P. ¿Y el leve acento argentino que le queda?
R. Eso no determina la ciudadanía, es un rasgo de parte de quien soy y de mi vínculo con Argentina. A mis hijas les hace gracia. La identidad es un caldo variable en el que todo se mezcla y cambia muchísimo a lo largo de la vida. A mí me emociona escuchar a Adriana Varela, a Mayte Martín y a Oscar Peterson o a Bernstein a partes iguales. Buscan lo universal en la música: un fonema, una sintaxis universal frente a la vuelta a la tribu. La música es un camino para eso.
P. El tribalismo está en Vox, con quien su partido pacta.
R. Está en muchas expresiones identitarias y a mí no me gusta, siempre lo digo, el tribalismo de Vox como reacción esencialista española a la centrifugación nacionalista periférica. La visión orgánica de la nación es una equivocación.
P. ¿Perdonó a Carmena lo de la Cabalgata de Reyes?
R. Al año siguiente…, cuando vi a los reyes magos con trajes plisados de Fortuny. Aquello fue un tono irónico y como yo no uso emoticonos… Odio los emoticonos.
P. ¿Cómo disfruta de la vida?

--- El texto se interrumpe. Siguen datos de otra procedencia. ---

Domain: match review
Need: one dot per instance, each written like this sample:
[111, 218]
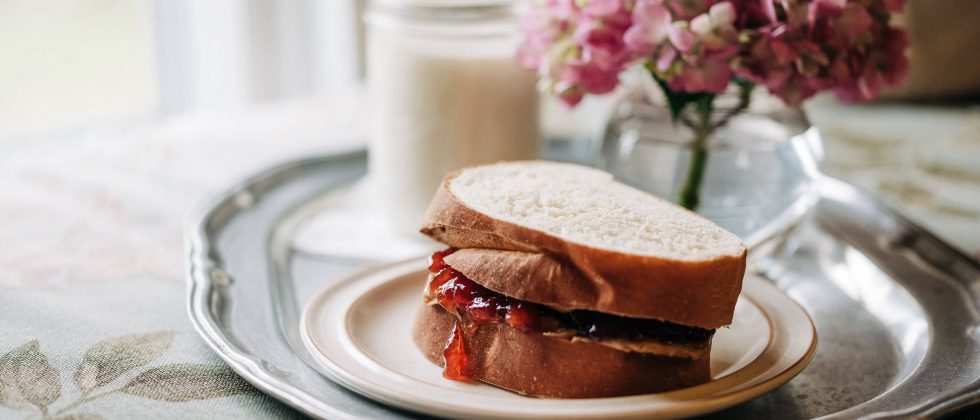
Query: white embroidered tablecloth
[92, 313]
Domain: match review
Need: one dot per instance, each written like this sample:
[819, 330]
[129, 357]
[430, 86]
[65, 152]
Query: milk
[442, 99]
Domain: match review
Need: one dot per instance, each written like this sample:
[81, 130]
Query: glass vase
[759, 179]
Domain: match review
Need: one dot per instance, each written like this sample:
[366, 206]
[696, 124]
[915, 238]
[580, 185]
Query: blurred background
[291, 72]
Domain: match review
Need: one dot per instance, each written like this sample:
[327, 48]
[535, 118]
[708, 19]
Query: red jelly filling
[460, 295]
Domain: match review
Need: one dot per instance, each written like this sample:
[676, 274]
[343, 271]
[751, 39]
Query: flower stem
[690, 194]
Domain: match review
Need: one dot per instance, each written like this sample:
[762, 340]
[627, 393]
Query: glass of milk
[445, 93]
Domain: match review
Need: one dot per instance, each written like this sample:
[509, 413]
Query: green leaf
[108, 359]
[677, 101]
[187, 382]
[27, 379]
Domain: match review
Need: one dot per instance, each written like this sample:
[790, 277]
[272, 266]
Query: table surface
[92, 317]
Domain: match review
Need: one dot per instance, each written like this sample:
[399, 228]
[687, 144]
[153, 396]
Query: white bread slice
[644, 256]
[542, 366]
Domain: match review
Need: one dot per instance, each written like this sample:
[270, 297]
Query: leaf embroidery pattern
[27, 379]
[29, 382]
[109, 359]
[185, 382]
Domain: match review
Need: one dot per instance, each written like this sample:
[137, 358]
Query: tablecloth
[92, 291]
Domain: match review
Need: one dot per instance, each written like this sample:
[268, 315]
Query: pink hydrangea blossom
[577, 47]
[795, 48]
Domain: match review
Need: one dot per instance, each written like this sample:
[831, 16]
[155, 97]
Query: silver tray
[896, 309]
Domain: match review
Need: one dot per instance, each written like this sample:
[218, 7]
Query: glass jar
[445, 93]
[761, 169]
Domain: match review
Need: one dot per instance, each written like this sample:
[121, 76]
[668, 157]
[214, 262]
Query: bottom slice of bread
[542, 366]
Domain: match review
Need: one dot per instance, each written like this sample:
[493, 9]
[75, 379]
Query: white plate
[359, 333]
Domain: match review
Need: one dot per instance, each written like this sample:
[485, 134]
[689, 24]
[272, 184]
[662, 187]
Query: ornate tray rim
[204, 271]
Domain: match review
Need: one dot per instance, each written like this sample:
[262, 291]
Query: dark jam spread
[476, 304]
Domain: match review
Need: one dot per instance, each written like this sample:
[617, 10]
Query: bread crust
[696, 293]
[541, 366]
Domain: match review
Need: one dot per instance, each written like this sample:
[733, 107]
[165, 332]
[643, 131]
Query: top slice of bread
[645, 256]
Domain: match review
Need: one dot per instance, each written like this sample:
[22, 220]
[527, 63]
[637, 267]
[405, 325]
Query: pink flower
[651, 21]
[795, 48]
[577, 47]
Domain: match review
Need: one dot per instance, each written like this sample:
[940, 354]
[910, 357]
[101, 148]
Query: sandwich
[559, 282]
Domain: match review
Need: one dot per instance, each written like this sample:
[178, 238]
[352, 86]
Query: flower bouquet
[698, 49]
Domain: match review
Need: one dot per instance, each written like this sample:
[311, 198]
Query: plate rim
[684, 407]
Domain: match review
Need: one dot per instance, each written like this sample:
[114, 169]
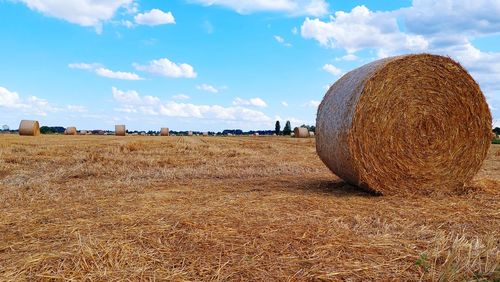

Transmite usted una imagen agria.
R. Claro, porque la política te endurece y te amarga. El combate externo contra el rival natural no lo sufro, lo disfruto. Lo que es muy duro es la batalla interna en los partidos.
P. ¿Ha perdido el tiempo en política?
R. No, no me arrepiento nada. Ni de haber estado ni de seguir. He disfrutado de la primera línea política.
P. ¿De su protagonismo?
R. No lo banalice…
P. ¿Del liderazgo…?
El día que no pones un tuit te lo recriminan y eso evita la profundidad, quedas en el griterío, la inmediatez, un escándalo sucede a otro...
R. Nunca quise ser número uno. Lo que me interesa es debatir, preocuparme por el futuro del país. Luego viene lo demás, con sus luces y sus sombras. Hay una parte de eso que te chamusca y te destroza. A todos, pero no hay que quejarse.
P. ¿Ni ahora que parece eso una trituradora?
R. Porque estás más expuesto. El día que no pones un tuit te lo recriminan y eso evita la profundidad, quedas en el griterío, la inmediatez, un escándalo sucede a otro... No pasa nada. Todo se devalúa, no cala, tenemos memoria de pez.
P. ¿Le asquea?
R. Es una palabra muy fea, pero me genera inquietud.
P. ¿Infelicidad?
R. Esa es una palabra demasiado importante como para meterla aquí en medio. Necesitamos devolver racionalidad, la argumentación al discurso público.
P. Así, ¿tendrían ustedes el PP un éxito como el de Díaz Ayuso?
R. ¿Por qué? Ella no es una intelectual, no los hay en política. Pero le caracterizan dos cosas: una intuición y una actitud. Mantener la idea de apertura fue una intuición y luego le aplicó una actitud de valor. En política se puede ser cualquier cosa menos cobarde. Y ella mantuvo su posición frente a un blindaje general en tabla rasa y la gente lo premió.
P. ¿Damos la razón a quienes dicen de usted que su defecto es la soberbia?
R. Es un clásico, sí. Que lo que piensa la gente de mí es que soy soberbia. Pero soy más solitaria y misántropa. Tímida y frágil. Aunque me sobrepongo a mis inseguridades.
P. ¿Ganas de provocar?
R. No, no lo es, lo prometo. Puede parecerlo, pero no lo es.